UK card operator and payments processor Retail Decisions has agreed to a £168 million ($316.9 million; €248 million) cash takeover bid from European private equity firm Palamon Capital Partners.
Under the takeover deal shareholders in Retail Decisons will receive 205 pence per share in cash, which is a 30% premium to the vendor’s closing share price last Wednesday, the day before the company said it was in advanced takeover talks.
Last Thursday the news of a possible offer sent the company’s stock soaring and by the end of the day its shares stood at 193.5 pence, up 36.25 pence.
Retail Decision’s independent directors, advised by Lazard and Oriel Securities, have said the terms of the proposals are fair and reasonable.
Palamon has received undertakings to accept the offer from shareholders representing 25.29 percent of Retail Decisions’ share capital. The bid proposals will be put to shareholders at an extraordinary general meeting in mid-November.
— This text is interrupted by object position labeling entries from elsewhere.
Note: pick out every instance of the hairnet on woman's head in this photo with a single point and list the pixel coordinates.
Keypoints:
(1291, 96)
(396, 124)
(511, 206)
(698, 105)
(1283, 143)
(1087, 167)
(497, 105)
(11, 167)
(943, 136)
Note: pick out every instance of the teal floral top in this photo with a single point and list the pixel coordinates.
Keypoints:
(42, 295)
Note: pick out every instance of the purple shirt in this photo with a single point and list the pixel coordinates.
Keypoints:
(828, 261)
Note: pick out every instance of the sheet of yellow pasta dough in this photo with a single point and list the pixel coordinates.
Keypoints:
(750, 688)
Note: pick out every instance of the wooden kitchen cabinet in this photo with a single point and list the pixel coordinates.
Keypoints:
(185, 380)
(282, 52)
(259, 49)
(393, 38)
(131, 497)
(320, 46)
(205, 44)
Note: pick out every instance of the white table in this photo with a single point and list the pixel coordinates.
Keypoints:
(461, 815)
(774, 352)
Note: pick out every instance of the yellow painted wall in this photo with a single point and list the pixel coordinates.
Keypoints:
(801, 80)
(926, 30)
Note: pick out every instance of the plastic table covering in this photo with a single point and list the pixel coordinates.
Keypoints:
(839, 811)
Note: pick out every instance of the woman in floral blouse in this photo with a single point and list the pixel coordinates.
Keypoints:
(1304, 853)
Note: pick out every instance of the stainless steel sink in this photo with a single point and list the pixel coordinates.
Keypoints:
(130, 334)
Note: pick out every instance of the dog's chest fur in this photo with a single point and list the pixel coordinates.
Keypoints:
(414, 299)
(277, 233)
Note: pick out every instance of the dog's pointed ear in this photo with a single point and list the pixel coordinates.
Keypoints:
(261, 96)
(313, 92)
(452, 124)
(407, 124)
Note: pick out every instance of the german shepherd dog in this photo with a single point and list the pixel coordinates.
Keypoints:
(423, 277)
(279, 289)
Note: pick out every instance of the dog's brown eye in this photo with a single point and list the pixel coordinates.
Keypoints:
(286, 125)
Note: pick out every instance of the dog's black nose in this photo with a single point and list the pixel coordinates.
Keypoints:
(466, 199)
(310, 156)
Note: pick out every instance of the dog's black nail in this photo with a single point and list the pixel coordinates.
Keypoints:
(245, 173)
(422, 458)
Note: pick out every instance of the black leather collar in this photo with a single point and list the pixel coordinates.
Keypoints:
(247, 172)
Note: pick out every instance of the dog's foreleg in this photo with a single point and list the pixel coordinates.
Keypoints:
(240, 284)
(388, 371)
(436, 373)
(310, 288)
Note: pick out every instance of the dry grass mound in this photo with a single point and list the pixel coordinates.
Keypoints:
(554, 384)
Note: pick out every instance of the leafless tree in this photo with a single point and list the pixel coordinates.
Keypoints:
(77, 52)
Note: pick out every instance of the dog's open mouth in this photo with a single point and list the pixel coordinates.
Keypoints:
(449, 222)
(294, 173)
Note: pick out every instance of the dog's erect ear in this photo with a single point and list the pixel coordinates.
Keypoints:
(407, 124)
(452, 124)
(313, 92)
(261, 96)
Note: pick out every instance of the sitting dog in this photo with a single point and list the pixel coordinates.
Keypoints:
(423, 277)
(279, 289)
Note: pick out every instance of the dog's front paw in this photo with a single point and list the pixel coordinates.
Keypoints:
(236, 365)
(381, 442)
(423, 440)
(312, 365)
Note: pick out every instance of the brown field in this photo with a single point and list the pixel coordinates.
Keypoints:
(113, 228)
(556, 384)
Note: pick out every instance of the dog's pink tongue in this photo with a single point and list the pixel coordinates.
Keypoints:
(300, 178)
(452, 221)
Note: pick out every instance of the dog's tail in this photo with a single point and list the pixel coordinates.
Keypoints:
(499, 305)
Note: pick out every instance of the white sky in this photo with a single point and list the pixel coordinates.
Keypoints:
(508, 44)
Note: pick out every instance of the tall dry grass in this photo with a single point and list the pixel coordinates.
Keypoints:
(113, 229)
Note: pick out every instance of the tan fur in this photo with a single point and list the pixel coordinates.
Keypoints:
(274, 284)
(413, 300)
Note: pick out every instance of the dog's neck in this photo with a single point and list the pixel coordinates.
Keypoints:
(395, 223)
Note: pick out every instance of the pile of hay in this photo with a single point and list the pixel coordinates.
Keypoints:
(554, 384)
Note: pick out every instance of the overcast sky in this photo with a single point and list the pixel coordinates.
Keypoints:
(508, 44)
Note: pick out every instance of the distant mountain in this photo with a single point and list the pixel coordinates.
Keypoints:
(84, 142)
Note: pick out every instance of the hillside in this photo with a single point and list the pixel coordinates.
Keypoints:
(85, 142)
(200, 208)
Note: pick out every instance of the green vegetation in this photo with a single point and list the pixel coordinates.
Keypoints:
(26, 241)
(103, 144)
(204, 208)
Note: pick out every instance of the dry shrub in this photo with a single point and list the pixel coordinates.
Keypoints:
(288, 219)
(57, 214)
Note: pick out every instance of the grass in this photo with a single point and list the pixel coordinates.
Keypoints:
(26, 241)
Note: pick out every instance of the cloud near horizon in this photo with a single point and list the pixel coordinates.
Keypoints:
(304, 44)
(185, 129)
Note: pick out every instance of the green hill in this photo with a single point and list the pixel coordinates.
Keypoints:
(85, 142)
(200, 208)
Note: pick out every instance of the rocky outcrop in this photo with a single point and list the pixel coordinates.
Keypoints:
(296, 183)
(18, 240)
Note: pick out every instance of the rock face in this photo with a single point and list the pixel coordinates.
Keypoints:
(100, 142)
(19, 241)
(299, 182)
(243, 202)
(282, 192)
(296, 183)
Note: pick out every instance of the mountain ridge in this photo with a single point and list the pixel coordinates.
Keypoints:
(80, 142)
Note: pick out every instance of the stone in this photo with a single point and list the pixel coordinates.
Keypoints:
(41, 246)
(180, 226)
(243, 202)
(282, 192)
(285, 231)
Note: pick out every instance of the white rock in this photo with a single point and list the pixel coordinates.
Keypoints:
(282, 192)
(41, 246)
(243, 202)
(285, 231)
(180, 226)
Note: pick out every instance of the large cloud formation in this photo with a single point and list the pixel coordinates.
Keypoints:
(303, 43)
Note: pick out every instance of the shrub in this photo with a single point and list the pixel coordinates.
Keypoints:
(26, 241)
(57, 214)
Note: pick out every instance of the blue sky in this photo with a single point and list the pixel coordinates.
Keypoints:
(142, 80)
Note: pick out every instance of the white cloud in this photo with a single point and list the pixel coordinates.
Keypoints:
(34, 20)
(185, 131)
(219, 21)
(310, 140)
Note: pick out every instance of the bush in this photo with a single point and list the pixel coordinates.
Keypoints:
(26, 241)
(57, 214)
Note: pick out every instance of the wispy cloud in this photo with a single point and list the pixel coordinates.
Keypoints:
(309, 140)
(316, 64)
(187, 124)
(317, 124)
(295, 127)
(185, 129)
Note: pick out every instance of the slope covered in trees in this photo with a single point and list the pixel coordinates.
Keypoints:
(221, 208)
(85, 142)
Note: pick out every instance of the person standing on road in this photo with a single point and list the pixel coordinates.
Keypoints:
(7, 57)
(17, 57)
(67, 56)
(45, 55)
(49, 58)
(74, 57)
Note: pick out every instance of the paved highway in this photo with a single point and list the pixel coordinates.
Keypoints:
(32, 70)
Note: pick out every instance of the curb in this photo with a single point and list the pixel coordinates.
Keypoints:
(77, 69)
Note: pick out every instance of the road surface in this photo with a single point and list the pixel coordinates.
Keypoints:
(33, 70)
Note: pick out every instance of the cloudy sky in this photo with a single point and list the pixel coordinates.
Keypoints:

Matthew Turner, a partner at Palamon, led the deal with Fabio Giuseppetti. He said the response from shareholders, who had not already irrevocably backed the deal, had been positive.
He said Palamon’s plan was to grow the business: “It has been through significant transition in public hands. It was originally a penny stock with about 15,000 shareholders, now there are 11,000 or so. It is difficult for management to do anything quickly that needed their approval.”
He said it was one of the reasons management had been receptive to an approach from private equity, which led to the Lazard-run auction. Under Palamon’s ownership, management would look to grow the core card-issuing business organically and through acquisition, Turner said.
Palamon closed its latest fund above target on €670 million in July this year.